C’è un tormentone che dura da molto tempo ma che in questi giorni, con la polemica sulle Ong e sugli sbarchi di disperati sulle coste italiane, è tornato improvvisamente d’attualità: quello nei confronti del popolo pro life e antiabortista, che da un lato tanto si batte per il diritto alla vita e, dall’altro, dello stesso si infischierebbe bellamente quando di mezzo – come appunto nel caso dei migranti raccolti in mare – vi sono degli stranieri. Ipocriti!, è dunque l’accusa mossa da alcuni leoni da tastiera ai pro life. Ora, in tempi normali a simili stupidaggini non bisognerebbe manco badare, dato che – come ammonisce il noto adagio – in una discussione con gli stupidi questi prima ti portano al loro livello, e poi ti battono per esperienza.
Dato che però questi tempi normali non sono, vediamo perché l’accusa d’incoerenza ai pro life non regge. Essenzialmente per tre motivi. Primo: non risulta che alcuno si sia mai espresso per la morte per annegamento di un migrante in mare (e ci mancherebbe altro!), differentemente dai pro choice i quali, pur indignandosi se a un’imbarcazione delle Ong non viene concesso d’approdare sulle nostre coste (come se fossero, le nostre coste, le sole e le più vicine alla Libia), nulla hanno da ridire sulla possibilità di abortire, di fatto la pena di morte di un bimbo nel ventre materno. Inoltre, considerando che all’Aquarius l’Italia aveva inviato delle navi proprio per prelevare e far sbarcare le donne incinte, per i migranti il dilemma «vita o morte» non si poneva.

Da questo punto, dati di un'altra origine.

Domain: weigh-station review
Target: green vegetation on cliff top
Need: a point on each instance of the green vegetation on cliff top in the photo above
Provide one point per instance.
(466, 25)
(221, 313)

Dilemma «vita o morte» che invece si pone ogni volta che una donna è a rischio di aborto: seconda differenza coi migranti in mare. Ma soprattutto – terza considerazione – c’è da dire che, comunque la pensi sull’immigrazione di massa, il pro life è impossibilitato ad essere razzista per un motivo semplice: il posto più pericoloso per un immigrato, quello dove più rischia la vita, non è il mare, bensì il ventre materno: solo nel 2016, in Italia, hanno abortito 25.503 donne straniere (le vittime del Mediterraneo sono state al massimo 5.000 l’anno), con le relazioni ministeriali a segnalare che le donne straniere sono di gran lunga «popolazione a maggior rischio di abortire rispetto alle italiane». Ergo, i vituperati pro life sono i migliori amici degli immigrati, quelli che li difendono nella situazione di maggior pericolo. Altro che storie.